对于B站专栏这种静态网页来说,爬取图片思路的很简单:
- 请求网页拿到 HTML
- 解析拿到的 HTML 提取出图片链接
至于协程我推荐去看 Python 官方文档,然后写几个爬虫试试差不多就明白写法的固定模式了。
直接上代码:
BiliArticelImgCrawler.py
import re
import asyncio
from lxml.html import fromstring
from crawler import Crawler
from config import Config
HOST = 'https://www.bilibili.com/read/{}'
class BiliArticleImgCrawler(Crawler):
def __init__(self, cvs, config=None):
'''传入 cv 号列表批量保存专栏文章图片链接'''
urls = []
# 当然也可以用 map
for cv in cvs:
if not cv.startswith('cv'):
cv = 'cv' + cv
urls.append(HOST.format(cv))
super(BiliArticleImgCrawler, self).__init__(urls, config=config)
async def onconnect(self, resp):
title, img_urls = self.parse_url(await resp.text())
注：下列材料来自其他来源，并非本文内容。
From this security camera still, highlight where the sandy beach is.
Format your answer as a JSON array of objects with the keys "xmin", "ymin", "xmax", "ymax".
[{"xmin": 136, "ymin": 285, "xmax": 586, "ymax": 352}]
article_url = str(resp.url)
cv = article_url[article_url.rfind(r'/')+1:] # 提取 cv 号
self.save_to_textfile(title, img_urls, cv)
def save_to_textfile(self, title, urls, cv):
'''将图片链接保存至文本文件'''
output = re.sub(r'[\\\\/:*?\"<>|]', '_', title).replace(' ', '') + '_' + cv + '.txt'
with open(output, 'w', encoding='utf-8') as file:
for url in urls:
uri = 'https:' + url
print(uri)
print(uri, file=file)
file.flush()
def parse_url(self, html):
selector = fromstring(html)
title = selector.xpath('//title/text()')[0]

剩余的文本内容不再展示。